Philanthropy across the country is funding research locally and nationally to understand how the public views homelessness and housing, its connection to structural racism and opportunity, and how to frame housing as a common good rather than solely a commodity.
This narrative must be focused on structural racism (not just race), incorporate the voices of those with lived expertise, and sync with the work currently happening to help departments and agencies have a cohesive message and narrative. This is a clear way for philanthropy and the administration to partner and expand on what has already been done instead of re-creating something new. Creating open pathways to share this research about housing justice narratives with HUD, USICH, and communications and public affairs staff at intersecting departments can help align how we frame housing and homelessness in productive ways with an intentional through line between the federal, state, and local levels.

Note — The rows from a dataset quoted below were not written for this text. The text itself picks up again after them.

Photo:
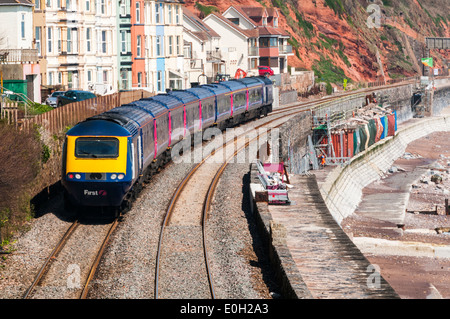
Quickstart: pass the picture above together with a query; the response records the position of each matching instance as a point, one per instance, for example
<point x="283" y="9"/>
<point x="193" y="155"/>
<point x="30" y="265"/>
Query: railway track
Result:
<point x="183" y="229"/>
<point x="189" y="226"/>
<point x="54" y="283"/>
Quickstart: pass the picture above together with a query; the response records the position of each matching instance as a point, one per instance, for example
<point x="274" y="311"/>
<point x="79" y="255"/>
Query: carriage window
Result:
<point x="97" y="147"/>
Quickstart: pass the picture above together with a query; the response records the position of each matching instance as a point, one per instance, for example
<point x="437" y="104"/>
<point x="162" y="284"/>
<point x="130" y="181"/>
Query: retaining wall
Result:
<point x="287" y="274"/>
<point x="342" y="190"/>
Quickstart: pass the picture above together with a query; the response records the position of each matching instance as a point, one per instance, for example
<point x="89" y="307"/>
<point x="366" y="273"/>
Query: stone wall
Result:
<point x="287" y="274"/>
<point x="342" y="190"/>
<point x="293" y="136"/>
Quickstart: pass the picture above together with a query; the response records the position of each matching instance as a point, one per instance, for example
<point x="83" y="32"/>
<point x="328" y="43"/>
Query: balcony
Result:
<point x="212" y="56"/>
<point x="285" y="49"/>
<point x="9" y="56"/>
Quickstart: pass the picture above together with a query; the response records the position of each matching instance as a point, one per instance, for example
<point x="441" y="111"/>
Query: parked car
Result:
<point x="265" y="70"/>
<point x="51" y="100"/>
<point x="74" y="96"/>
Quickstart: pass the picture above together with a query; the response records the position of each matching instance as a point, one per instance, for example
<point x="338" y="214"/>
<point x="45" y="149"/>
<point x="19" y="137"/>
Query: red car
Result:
<point x="265" y="70"/>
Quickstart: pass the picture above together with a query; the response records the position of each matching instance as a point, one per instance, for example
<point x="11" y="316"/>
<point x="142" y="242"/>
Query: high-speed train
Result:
<point x="107" y="157"/>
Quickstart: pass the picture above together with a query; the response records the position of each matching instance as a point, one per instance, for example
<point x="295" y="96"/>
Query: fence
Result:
<point x="9" y="112"/>
<point x="59" y="118"/>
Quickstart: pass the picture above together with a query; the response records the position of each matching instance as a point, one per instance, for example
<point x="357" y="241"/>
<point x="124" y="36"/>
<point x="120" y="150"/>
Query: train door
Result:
<point x="140" y="153"/>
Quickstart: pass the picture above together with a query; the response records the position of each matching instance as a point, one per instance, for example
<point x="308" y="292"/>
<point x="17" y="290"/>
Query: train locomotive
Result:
<point x="107" y="157"/>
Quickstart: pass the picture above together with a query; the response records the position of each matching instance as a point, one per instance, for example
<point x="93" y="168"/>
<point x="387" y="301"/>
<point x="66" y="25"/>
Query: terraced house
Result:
<point x="19" y="70"/>
<point x="80" y="44"/>
<point x="104" y="46"/>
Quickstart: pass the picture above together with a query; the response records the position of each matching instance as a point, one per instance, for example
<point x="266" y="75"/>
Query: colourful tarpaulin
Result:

Funders can come together and think about what narrative and messaging can be curated now around what evidence proves works share this with public affairs staff to push and gain support for equitable and just homelessness and housing policy. There may also be an opportunity to share these learnings by engaging junior public affairs staff, who often draft talking points and press releases, in a professional development or capacity building setting. Likewise, philanthropy can open the window of influence by providing the space and conditions for public affairs staff to convene with funders, researchers, people with lived expertise, and other community stakeholders to share lessons learned on messaging and who the best messengers are.